Question

Find the shortest distance between the lines \[ \vec{r} = \hat{i} + 2\hat{j} - 4\hat{k} + \lambda(2\hat{i} + 3\hat{j} + 6\hat{k}) \] \[ \vec{r} = 3\hat{i} + 3\hat{j} - 5\hat{k} + \mu(2\hat{i} + 3\hat{j} + 6\hat{k}) \]

Hint:

For parallel lines, use $d = \dfrac{|\overrightarrow{AB}\times \vec{d}|}{|\vec{d}|}$.

Answer 1

Step 1: Write in standard form. First line passes through $A(1,2,-4)$, direction vector $\vec{d} = (2,3,6)$. Second line passes through $B(3,3,-5)$, direction vector $\vec{d} = (2,3,6)$. Step 2: Check relation of lines. Since both lines have the same direction vector $(2,3,6)$, they are parallel.

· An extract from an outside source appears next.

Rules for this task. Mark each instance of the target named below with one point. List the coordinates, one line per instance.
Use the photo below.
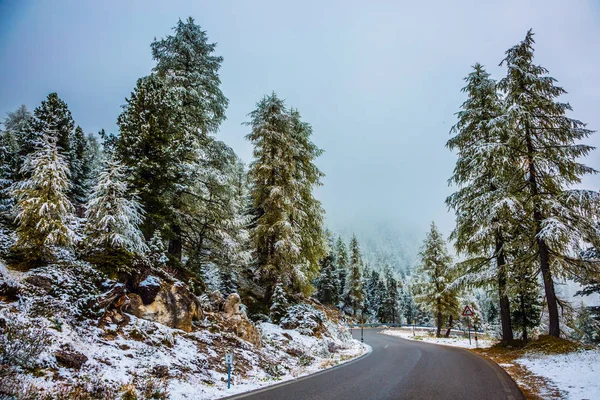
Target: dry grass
(534, 387)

Step 3: Formula for shortest distance between parallel lines. \[ d = \frac{|\overrightarrow{AB} \times \vec{d}|}{|\vec{d}|} \] Step 4: Find $\overrightarrow{AB}$. \[ \overrightarrow{AB} = (3-1,\,3-2,\,-5-(-4)) = (2,1,-1) \] Step 5: Compute cross product. \[ \overrightarrow{AB} \times \vec{d} = \begin{vmatrix} \hat{i} & \hat{j} & \hat{k} \\ 2 & 1 & -1 \\ 2 & 3 & 6 \end{vmatrix} \] \[ = \hat{i}(1\cdot 6 - (-1)\cdot 3) - \hat{j}(2\cdot 6 - (-1)\cdot 2) + \hat{k}(2\cdot 3 - 1\cdot 2) \] \[ = \hat{i}(6+3) - \hat{j}(12+2) + \hat{k}(6-2) \] \[ = 9\hat{i} - 14\hat{j} + 4\hat{k} \] Step 6: Magnitudes. \[ |\overrightarrow{AB} \times \vec{d}| = \sqrt{9^{2} + (-14)^{2} + 4^{2}} = \sqrt{81+196+16} = \sqrt{293} \] \[ |\vec{d}| = \sqrt{2^{2}+3^{2}+6^{2}} = \sqrt{4+9+36} = \sqrt{49} = 7 \] Step 7: Distance. \[ d = \frac{\sqrt{293}}{7} \]

Final Answer: \[ \boxed{d = \dfrac{\sqrt{293}}{7}} \]